À la veille de votre départ, qu’est-ce que vous pourriez nous laisser en termes de souvenir de vous-même en tant que personne?
Je préfère laisser les autres répondre à cette question. Quant à moi, j’aimerais que vous gardiez le souvenir de mon affection et de mon désir de vous voir « grandir » comme individus et comme communauté des CSV.
Comment voyez-vous l’avenir de la Fondation d’Haïti? Et quels sont vos plus grands souhaits aux Viateurs haïtiens?
Je réponds théoriquement : que la vie communautaire ressemble à celle des premières communautés chrétiennes racontées dans les Actes, tant par la solidarité de la vie fraternelle que par l’engagement des membres à annoncer l’Évangile. Concrètement : je souhaite que les supérieurs locaux autant que le supérieur de la Fondation contribuent de toutes leurs forces à ce double objectif de la vie viatorienne.
Si vous avez un dernier mot à partager avec nous, frère Lucien, quel serait ce mot?

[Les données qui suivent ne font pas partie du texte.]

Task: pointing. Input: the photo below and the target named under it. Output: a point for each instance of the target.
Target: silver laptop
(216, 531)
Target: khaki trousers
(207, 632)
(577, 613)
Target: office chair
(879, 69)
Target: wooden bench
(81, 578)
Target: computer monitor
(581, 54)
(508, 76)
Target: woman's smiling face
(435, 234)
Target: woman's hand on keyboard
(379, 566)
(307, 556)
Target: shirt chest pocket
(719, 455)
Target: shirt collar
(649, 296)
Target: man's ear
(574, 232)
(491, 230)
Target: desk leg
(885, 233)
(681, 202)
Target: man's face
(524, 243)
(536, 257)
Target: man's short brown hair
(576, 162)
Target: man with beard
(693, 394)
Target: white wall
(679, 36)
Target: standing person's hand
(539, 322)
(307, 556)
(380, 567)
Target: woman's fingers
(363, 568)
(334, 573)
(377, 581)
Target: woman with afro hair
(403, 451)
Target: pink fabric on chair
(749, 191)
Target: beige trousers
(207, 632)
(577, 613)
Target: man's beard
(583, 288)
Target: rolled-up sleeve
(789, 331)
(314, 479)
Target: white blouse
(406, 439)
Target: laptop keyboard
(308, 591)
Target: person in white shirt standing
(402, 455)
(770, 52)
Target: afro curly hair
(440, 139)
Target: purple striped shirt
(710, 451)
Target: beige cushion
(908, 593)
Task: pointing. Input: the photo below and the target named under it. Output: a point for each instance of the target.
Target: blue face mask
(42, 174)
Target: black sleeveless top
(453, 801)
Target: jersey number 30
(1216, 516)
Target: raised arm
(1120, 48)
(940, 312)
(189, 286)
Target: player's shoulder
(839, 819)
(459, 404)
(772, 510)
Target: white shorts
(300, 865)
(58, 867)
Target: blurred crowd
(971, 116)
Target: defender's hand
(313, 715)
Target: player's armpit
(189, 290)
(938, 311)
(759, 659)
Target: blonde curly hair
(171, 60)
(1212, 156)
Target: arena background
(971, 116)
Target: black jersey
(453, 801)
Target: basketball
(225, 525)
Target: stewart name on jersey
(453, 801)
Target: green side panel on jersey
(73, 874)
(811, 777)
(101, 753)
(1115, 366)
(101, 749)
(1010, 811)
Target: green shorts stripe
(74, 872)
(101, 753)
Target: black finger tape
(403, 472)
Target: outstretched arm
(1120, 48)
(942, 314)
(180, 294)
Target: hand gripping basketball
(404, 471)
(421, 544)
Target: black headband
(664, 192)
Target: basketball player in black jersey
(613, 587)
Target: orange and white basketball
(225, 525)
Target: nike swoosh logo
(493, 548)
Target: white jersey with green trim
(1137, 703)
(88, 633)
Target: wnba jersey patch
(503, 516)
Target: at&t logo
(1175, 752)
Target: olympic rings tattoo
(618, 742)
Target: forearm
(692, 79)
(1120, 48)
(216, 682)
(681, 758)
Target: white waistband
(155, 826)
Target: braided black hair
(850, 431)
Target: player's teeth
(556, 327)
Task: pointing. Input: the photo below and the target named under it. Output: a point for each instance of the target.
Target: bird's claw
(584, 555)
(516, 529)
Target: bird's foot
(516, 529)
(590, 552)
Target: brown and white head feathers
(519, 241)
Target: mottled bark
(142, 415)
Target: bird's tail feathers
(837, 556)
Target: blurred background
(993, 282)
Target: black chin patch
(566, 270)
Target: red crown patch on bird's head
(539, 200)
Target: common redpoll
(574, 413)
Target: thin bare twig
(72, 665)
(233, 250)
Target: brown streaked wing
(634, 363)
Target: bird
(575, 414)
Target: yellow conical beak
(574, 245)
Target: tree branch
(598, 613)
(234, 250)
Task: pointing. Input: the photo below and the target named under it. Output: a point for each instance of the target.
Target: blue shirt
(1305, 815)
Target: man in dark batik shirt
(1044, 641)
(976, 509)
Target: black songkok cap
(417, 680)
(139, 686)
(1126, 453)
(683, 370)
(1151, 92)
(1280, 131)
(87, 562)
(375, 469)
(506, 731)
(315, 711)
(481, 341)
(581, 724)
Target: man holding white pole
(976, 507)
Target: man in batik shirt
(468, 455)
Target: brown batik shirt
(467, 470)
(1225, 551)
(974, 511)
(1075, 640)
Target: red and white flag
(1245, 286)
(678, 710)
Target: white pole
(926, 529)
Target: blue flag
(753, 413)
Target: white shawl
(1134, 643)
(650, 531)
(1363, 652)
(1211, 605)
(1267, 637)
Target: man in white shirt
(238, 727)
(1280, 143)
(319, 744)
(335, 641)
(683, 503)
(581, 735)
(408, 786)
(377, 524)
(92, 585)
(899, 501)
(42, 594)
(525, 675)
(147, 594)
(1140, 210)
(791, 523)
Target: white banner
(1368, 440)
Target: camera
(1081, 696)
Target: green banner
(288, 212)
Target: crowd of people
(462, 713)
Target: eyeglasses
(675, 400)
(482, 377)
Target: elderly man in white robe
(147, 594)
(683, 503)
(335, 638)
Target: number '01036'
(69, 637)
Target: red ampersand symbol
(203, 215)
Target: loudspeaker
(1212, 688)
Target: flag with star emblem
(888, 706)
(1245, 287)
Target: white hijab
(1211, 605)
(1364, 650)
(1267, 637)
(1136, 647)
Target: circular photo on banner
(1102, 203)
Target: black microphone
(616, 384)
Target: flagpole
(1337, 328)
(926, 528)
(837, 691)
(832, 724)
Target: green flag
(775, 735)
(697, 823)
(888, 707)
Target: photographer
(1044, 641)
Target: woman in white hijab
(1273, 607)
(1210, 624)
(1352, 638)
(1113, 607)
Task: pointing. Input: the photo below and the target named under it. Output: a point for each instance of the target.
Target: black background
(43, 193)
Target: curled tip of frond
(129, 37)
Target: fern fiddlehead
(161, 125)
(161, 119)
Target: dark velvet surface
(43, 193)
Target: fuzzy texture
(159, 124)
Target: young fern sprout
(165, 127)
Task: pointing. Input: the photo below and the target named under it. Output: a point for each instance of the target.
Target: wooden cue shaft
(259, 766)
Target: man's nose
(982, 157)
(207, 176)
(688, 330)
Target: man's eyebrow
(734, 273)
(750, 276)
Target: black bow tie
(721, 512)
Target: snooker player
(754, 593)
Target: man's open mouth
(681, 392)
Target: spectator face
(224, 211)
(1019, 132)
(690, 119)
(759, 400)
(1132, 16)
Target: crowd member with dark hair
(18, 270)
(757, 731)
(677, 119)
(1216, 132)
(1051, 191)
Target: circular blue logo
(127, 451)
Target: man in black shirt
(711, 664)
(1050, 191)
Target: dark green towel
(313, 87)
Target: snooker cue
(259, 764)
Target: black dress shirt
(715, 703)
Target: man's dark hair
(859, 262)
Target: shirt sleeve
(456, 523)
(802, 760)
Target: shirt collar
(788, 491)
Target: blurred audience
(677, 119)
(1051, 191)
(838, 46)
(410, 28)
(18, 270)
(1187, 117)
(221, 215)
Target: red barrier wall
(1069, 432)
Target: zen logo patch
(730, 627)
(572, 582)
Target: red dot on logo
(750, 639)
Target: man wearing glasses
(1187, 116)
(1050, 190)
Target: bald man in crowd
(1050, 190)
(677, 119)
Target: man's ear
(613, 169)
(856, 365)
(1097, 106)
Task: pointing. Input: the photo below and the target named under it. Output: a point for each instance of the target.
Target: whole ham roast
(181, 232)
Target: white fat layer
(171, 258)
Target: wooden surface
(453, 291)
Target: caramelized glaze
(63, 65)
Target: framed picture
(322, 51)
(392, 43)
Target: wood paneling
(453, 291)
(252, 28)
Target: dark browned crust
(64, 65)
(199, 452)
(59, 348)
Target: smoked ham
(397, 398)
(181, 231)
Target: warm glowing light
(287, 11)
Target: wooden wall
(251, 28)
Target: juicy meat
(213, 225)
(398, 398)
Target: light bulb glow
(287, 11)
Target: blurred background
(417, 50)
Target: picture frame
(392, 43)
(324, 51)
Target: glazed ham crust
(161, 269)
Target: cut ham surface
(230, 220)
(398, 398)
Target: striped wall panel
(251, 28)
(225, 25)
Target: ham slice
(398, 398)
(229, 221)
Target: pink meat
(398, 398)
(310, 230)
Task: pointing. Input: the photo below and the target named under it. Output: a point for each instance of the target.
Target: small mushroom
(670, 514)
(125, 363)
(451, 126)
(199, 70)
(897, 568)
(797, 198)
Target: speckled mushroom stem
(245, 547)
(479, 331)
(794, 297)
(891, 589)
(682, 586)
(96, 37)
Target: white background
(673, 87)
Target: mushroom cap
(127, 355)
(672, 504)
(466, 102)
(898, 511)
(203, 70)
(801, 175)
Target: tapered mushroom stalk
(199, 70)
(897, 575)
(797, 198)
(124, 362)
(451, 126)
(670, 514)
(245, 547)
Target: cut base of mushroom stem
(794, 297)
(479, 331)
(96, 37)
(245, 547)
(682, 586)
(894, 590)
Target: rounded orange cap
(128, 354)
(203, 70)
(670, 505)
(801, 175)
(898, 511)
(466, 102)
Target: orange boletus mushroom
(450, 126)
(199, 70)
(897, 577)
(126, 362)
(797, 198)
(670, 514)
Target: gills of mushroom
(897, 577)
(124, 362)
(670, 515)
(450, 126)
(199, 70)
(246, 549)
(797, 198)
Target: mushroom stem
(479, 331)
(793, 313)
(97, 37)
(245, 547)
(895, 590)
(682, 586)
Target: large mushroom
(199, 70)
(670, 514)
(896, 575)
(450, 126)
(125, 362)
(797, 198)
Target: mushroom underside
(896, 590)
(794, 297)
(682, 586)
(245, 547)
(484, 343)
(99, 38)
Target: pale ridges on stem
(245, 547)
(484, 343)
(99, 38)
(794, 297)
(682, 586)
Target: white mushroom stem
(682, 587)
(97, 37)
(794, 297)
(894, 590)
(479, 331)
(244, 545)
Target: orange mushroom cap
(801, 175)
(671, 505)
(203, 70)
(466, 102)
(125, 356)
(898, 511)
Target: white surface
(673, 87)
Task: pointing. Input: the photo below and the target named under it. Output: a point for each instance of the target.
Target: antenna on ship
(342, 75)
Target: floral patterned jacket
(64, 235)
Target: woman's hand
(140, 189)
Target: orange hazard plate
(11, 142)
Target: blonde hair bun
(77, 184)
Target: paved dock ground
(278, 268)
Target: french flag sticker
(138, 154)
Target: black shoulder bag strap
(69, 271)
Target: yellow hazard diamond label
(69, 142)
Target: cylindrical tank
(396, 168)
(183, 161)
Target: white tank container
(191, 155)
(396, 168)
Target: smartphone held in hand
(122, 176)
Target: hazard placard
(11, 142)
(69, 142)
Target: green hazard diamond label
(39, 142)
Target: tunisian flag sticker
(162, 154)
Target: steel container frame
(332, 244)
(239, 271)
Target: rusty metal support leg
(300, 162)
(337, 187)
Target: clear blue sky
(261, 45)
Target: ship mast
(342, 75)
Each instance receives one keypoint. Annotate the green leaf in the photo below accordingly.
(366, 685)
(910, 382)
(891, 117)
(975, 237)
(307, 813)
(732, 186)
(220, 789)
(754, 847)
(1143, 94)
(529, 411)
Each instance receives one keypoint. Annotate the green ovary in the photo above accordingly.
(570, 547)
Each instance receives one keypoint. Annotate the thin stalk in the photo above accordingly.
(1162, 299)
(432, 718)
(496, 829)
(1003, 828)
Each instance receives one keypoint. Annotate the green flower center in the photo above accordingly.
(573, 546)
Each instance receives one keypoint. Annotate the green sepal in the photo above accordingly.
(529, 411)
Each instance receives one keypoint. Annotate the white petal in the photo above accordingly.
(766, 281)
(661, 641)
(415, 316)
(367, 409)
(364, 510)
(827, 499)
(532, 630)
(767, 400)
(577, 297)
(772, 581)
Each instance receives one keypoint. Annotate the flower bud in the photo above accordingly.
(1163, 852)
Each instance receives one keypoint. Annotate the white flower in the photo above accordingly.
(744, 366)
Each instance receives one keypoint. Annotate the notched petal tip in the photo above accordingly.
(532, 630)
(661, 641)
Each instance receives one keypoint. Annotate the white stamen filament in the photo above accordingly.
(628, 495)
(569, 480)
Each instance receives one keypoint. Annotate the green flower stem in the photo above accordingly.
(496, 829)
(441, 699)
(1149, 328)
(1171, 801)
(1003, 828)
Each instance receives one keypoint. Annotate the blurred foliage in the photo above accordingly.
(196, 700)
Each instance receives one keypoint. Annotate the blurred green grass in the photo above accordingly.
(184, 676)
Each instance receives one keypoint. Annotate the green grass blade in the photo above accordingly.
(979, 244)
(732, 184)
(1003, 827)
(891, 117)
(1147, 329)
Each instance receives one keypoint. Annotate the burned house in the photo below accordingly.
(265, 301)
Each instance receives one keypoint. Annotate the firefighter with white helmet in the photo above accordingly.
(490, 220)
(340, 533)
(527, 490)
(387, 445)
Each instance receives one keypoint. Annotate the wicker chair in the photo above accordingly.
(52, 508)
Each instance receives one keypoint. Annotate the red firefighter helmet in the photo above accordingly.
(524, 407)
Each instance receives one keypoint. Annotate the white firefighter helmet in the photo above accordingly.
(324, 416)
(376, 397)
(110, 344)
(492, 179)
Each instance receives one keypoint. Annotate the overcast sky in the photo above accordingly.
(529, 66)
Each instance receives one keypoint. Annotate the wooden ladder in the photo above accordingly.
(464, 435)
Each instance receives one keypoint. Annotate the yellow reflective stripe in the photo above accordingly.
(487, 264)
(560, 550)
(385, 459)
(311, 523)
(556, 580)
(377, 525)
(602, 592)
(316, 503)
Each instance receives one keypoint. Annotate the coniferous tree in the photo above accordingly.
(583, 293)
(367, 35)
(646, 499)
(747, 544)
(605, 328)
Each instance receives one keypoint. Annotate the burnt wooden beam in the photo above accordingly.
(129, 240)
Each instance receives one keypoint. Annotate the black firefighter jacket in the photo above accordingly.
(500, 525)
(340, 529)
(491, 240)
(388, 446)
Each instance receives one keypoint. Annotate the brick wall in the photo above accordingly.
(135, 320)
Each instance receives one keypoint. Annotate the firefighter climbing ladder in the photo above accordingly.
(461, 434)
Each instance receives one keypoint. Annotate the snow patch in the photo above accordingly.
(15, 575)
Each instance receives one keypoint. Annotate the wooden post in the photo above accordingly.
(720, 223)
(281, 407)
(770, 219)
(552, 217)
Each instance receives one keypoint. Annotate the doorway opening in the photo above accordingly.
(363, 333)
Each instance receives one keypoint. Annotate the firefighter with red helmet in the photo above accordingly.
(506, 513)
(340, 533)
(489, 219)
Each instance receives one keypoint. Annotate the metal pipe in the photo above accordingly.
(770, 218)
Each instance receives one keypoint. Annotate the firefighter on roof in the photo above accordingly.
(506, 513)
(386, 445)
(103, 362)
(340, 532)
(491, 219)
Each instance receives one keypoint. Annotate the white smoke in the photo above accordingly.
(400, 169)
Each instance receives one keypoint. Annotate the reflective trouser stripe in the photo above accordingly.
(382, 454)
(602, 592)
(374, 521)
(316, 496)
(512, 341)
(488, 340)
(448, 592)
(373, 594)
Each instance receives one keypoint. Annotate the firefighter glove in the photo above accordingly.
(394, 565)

Je vous aime et je vous souhaite beaucoup de bonheur et de succès dans votre réponse à l’appel du Seigneur sur chacun de vous.
Merci d’avoir répondu à nos questions, nous vous souhaitons un bon voyage!
Hommage
Le frère Lucien, c’est quelqu’un que je connais depuis son arrivée en Haïti. J’ai été souvent dans les mêmes communautés locales avec lui. Aux Gonaïves on a été ensemble à l’école Cyr-Guillo. J’ai été son assistant pendant deux ans. Le frère Lucien est un vrai éducateur. Un directeur d’expérience. Je l’ai connu à la Villa – Manrèse; c’est une personne qui accueille toujours les gens. Il est quelqu’un qui se fait toujours prêt pour aider ceux qui sont dans le besoin.
Le frère Lucien a une simplicité extraordinaire, j’ai découvert cette simplicité en lui à Cazeau quand j’étais au noviciat avec le P. Harry, puis à l’Accueil Saint Viateur. Il a toujours été ponctuel à ses rendez-vous. S’il a une réunion avec les gens ou les parents, la réunion doit commencer à temps et finir à temps, ce n’est pas une personne bavarde, c’est un infatigable, quelqu’un qui aime travailler.
Frère Lucien, nous vous remercions pour tous les services rendus à la fondation d’Haïti. La fondation ne vous oubliera jamais. Nous gardons un bon souvenir de vous.
Source :
Échos des Viateurs d’Haïti – Décembre 2014 (PDF).